Sollte man nun ein Buch, nachdem man es gelesen hat, eine Weile ruhen und 'sich setzen' lassen, damit man das Gelesene besser 'verdaut', um es anschließend bar des aktuellen Kontextes wertefrei und objektiv beurteilen zu können? Oder sollte man, kaum dass man es aus der Hand gelegt hat, seine Eindrücke und Gefühle niederschreiben, solange diese noch frisch und präsent sind? Meiner Meinung nach wird man mit zunehmenden Abstand objektiver, aber auch 'gelassener', d.h. überschwängliche Freude oder Kritik verblassen im Lauf der Zeit. Aber auch die Erinnerung an manche bemerkenswerten Details geht verloren. Solange wir nicht über ein fotografisches Gedächtnis verfügen, werden aktuelle Eindrücke immer wieder von neueren überschrieben, und wir müssen kräftig schaben, ehe das ewige Palimpsest unserer 'Höhlen der Erinnerung' (wie sie Borges in Anlehnung an Augustinus bezeichnet) die alten Aufzeichnungen wieder freigibt.

Jorge Luis Borges war eine faszinierende Persönlichkeit, die mich bereits als Jugendlicher in Erstaunen versetzte. Kennengelernt hatte ich den argentinischen Schriftsteller zuerst als Herausgeber der 'Bibliothek von Babel', einer 30-Bändigen Sammlung phantastischer Erzählungen, erschienen Anfang der 1980er Jahre bei Edition Weitbrecht, von denen er jeden Band gekonnt und liebevoll einzuleiten verstand. Bereits mit Mitte 30 begann sein Augenlicht zu verlöschen und mit 50 Jahren war er vollends erblindet. Als (blinder) Direktor der argentinischen Nationalbibliothek gab er auch das Vorbild zu Umberto Ecos grauer Eminenz 'Jorge von Burgos' aus dem 'Namen der Rose' - der Figur, die hinter den Kulissen der Klosterbibliothek die Fäden in diesem großartigen Roman zieht. Später im Studium lernte ich (wie übrigens viele andere Informatiker) dann auch Borges berühmte Erzählung 'Die Bibliothek von Babel' kennen, in der er das Universum als unendlich große Bibliothek beschreibt, in der alles, was jemals (mit Hilfe der Buchstaben des lateinischen Alphabets und ein paar Satzzeichen in unendlicher Kombination) geschrieben werden könnte, wohlorganisiert seine Aufstellung findet.

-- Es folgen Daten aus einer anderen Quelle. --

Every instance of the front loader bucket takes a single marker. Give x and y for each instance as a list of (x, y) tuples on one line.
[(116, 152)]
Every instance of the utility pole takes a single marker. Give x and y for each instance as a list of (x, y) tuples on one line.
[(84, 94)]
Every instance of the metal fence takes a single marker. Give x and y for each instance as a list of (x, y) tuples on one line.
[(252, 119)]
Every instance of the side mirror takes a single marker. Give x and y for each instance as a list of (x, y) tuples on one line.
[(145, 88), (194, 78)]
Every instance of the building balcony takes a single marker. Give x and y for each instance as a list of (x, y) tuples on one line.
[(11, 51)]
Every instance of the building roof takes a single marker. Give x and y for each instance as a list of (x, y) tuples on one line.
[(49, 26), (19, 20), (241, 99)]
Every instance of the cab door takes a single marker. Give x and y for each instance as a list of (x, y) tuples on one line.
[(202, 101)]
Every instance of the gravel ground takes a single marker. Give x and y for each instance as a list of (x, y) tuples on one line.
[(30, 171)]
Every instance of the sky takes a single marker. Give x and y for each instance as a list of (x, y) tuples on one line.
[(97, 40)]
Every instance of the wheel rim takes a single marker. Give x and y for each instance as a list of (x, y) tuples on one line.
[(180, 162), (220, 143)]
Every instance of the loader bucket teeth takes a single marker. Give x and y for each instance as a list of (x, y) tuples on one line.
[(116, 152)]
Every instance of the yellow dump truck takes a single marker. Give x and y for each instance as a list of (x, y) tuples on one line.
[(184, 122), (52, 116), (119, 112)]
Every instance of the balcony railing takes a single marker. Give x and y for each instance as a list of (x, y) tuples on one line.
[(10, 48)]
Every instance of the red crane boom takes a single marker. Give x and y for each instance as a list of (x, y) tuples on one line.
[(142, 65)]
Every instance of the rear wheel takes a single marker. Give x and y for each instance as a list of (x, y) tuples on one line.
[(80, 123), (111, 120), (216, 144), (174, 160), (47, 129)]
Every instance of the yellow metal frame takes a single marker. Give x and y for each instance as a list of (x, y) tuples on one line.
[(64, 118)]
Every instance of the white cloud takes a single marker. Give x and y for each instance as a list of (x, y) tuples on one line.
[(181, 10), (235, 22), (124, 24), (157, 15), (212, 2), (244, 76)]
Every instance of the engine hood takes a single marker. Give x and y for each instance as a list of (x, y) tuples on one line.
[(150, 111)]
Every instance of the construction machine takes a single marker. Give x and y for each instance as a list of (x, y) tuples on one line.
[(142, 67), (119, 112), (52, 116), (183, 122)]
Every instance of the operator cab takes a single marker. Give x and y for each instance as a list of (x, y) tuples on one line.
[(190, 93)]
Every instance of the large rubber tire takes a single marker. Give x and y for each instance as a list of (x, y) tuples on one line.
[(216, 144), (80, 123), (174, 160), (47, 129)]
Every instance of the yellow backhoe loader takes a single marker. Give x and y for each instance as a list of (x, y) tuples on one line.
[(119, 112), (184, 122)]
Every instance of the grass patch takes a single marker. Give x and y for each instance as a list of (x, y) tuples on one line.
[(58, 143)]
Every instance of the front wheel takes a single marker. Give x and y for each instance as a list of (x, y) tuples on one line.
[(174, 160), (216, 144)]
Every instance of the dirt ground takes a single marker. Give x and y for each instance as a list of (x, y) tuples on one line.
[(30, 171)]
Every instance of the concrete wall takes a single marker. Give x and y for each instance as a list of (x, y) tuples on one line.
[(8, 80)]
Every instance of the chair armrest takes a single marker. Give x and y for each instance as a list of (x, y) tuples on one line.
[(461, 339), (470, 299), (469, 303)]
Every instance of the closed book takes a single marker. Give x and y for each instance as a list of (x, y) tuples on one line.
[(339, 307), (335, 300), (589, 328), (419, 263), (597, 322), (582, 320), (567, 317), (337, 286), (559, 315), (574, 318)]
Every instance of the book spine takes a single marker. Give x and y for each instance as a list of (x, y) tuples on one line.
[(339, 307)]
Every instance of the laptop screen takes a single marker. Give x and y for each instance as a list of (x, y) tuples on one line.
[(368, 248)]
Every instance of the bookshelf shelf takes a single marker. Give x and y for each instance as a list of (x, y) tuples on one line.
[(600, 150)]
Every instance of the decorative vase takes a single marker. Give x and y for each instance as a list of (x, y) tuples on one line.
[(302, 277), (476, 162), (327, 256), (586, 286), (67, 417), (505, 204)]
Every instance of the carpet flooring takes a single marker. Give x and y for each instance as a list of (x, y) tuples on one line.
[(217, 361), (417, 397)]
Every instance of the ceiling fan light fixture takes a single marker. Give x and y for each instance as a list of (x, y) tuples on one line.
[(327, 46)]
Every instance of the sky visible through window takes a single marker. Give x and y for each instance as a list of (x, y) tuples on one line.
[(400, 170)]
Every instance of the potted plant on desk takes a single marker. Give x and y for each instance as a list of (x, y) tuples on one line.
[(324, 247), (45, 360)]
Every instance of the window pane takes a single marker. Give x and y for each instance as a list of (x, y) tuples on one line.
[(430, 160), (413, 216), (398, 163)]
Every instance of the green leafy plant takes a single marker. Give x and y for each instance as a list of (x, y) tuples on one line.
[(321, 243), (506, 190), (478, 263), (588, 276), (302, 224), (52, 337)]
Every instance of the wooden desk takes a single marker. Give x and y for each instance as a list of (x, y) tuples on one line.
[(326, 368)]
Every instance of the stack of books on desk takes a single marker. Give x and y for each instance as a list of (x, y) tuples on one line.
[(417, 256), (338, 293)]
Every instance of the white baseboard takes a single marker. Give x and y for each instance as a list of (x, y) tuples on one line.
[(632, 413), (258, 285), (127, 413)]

Borges zeigt in seinen oft phantastischen Werken eine wahre Begeisterung für die Abgründe des 'Unendlichen', aber dazu später mehr.
"Schlafen ist bekanntlich die geheimste unserer Handlungen. Wir widmen ihm ein Drittel unseres Lebens und verstehen es nicht. Für einige ist es nichts als die Verdunkelung des Wachens; für andere ein komplexer Zustand, der zugleich das Gestern umfasst, das Jetzt und das Morgen; für dritte eine ununterbrochene Reihe von Träumen." (Seite 48)
Der Band mit Erzählungen, den ich heute kurz vorstellen möchte, fasst Texte aus dem Spätwerk des großen Schriftstellers zusammen, die vormals in Einzelzusammenstellungen unter den Namen 'David Brodies Bericht' (1970), 'Das Sandbuch' (1975) und 'Shakespeares Gedächtnis' (1980/83) erschienen sind. Jede einzelne dieser zum Teil durchaus bemerkenswerten Geschichten vorzustellen wäre ein mühseliges Unterfangen. Daher möchte ich nur einige zusammenfassende Bemerkungen unternehmen und ein paar Streiflichter setzen. Zuerst tat ich mich etwas schwer mit den Erzählungen in 'David Brodies Bericht', umfassten sie doch hauptsächlich anscheinend biografisch gefärbte Novellen und Begebenheiten aus dem Südamerika des späten 19. und frühen 20. Jahrhunderts. Wir lernen die Welt der Gauchos und Machos kennen, in denen Männlichkeit, Ehre und Messerstechereien zum 'guten Ton' zählen. Eigentlich nicht wirklich meine Kragenweite. Doch dann kam 'Das Evangelium nach Markus'. Wieder eine Geschichte, die recht harmlos begann. Ein Gast auf einer Estancia nimmt in der Abwesenheit des Patrons dessen Stelle ein, als ein Unwetter das Gut von der Außenwelt abschneidet. Dann begeht er den Fehler, den weltfremden und ungebildeten Peones (=abhängige Bauern und Arbeiter) aus der Bibel vorzulesen, und das Verhängnis nimmt seinen Lauf....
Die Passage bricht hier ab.